- January 2015
Twenty years ago in Quill v. North Dakota (504 U.S. 298 (1992)), the U.S. Supreme Court ruled that the lack of a physical presence (“substantial nexus”) in a State by an out-of-state seller (including catalog and on-line sellers) prevents that State from compelling the remote seller to collect and remit that State’s sales and use tax. Where the seller does not do so, it falls on the local purchaser to remit the tax to the State. Although this has proven extremely difficult to enforce, purchasers can be audited and may be subject to penalties for failing to remit their owed sales taxes to their states. The Court invited Congress to resolve this issue, stating, “The underlying issue here is one that Congress may be better qualified to resolve and one that it has the ultimate power to resolve.”
Since the court’s disposal of the Quill case, the volume of e-commerce has and continues to grow (e-commerce sales in the retail sector alone reached $140 billion in 2010), principally as a result of on-line sales via the internet. According to the 2013 NAW Institute for Distribution Excellence/IBM study Facing the Forces of Change: Reimagining Distribution in a Connected World ®, in the same way that the shift toward e-commerce is “rapidly transforming the retail landscape … e-commerce will now continue to transform wholesale distribution … by 2017, a full 92% of distributors surveyed will offer e-commerce … On average, online orders make up 9% of distributor revenues today, but that proportion is expected to surge to 21% by 2017, an increase of 130%.” Fourth quarter 2013 survey data reported in Modern Distribution Management (MDM) in early 2014 reveals that 21% of respondents see on-line only players as a larger competitive threat than their “traditional” competitors. The evolution of this marketplace dynamic places “brick and mortar” sellers which must collect and remit state sales and use taxes at a clear price-generated competitive disadvantage (as much as 10 percent in some states) with their on-line competitors.
Against the backdrop of Quill the growth of e-commerce also exacts a substantial toll on financially strapped state governments which on average derive 20 percent of their annual revenue from sales and use taxes. Unless Quill is overruled by Federal legislation, the already vast amount of lost state revenue – the National Conference of State Legislatures (NCSL) estimates that states stood to lose approximately $23 billion in owed but uncollected sales tax revenue in 2012 – will continue to grow as the volume of e-commerce continues to grow.
This issue has been debated on Capitol Hill for the better part of the past decade. In April 2013, the U.S. Senate passed S. 763, the NAW-supported Marketplace Fairness Act (“MFA”) (Enzi (R-WY) and Durbin (D-IL)) on a strongly bipartisan 69 – 27 vote. S. 764 proposes to empower the states to require sellers not qualifying for a small seller exemption to collect and remit sales and use taxes on remote sales.
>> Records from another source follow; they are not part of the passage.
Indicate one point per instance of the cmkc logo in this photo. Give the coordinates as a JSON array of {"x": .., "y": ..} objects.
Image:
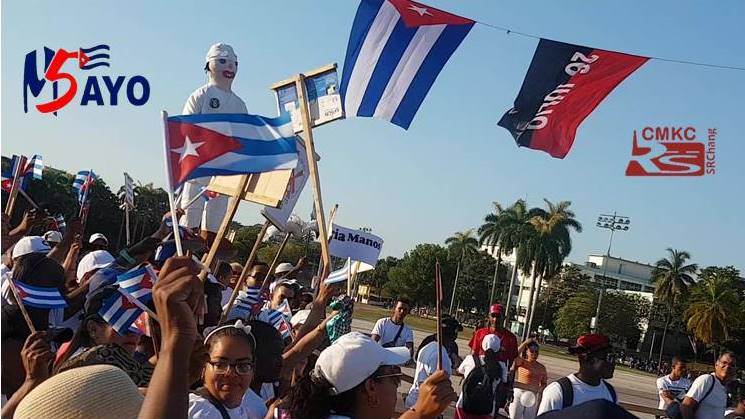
[
  {"x": 672, "y": 151},
  {"x": 65, "y": 85}
]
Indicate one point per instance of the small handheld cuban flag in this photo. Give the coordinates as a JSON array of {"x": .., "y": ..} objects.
[
  {"x": 35, "y": 167},
  {"x": 119, "y": 311},
  {"x": 40, "y": 297},
  {"x": 138, "y": 283},
  {"x": 276, "y": 319},
  {"x": 396, "y": 50},
  {"x": 84, "y": 180}
]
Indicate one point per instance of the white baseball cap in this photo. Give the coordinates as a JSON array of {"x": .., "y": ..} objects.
[
  {"x": 94, "y": 260},
  {"x": 53, "y": 236},
  {"x": 491, "y": 342},
  {"x": 30, "y": 244},
  {"x": 283, "y": 267},
  {"x": 221, "y": 50},
  {"x": 299, "y": 318},
  {"x": 97, "y": 236},
  {"x": 353, "y": 358}
]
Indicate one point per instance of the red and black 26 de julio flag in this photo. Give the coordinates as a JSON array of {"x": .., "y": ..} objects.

In September 2013, House Judiciary Committee Chairman Robert Goodlatte (R-VA-6), an opponent of the Senate-passed bill, unveiled seven principles to guide the development of legislation on this topic, namely:
Tax Relief – Using the Internet should not create new or discriminatory taxes not faced in the offline world. Nor should any fresh precedent be created for other areas of interstate taxation by States.
Tech Neutrality – Brick & Mortar, Exclusively Online, and Brick & Click businesses should all be on equal footing. The sales tax compliance burden on online Internet sellers should not be less, but neither should it be greater than that on similarly situated offline businesses.
No Regulation Without Representation – Those who would bear state taxation, regulation and compliance burdens should have direct recourse to protest unfair, unwise or discriminatory rates and enforcement.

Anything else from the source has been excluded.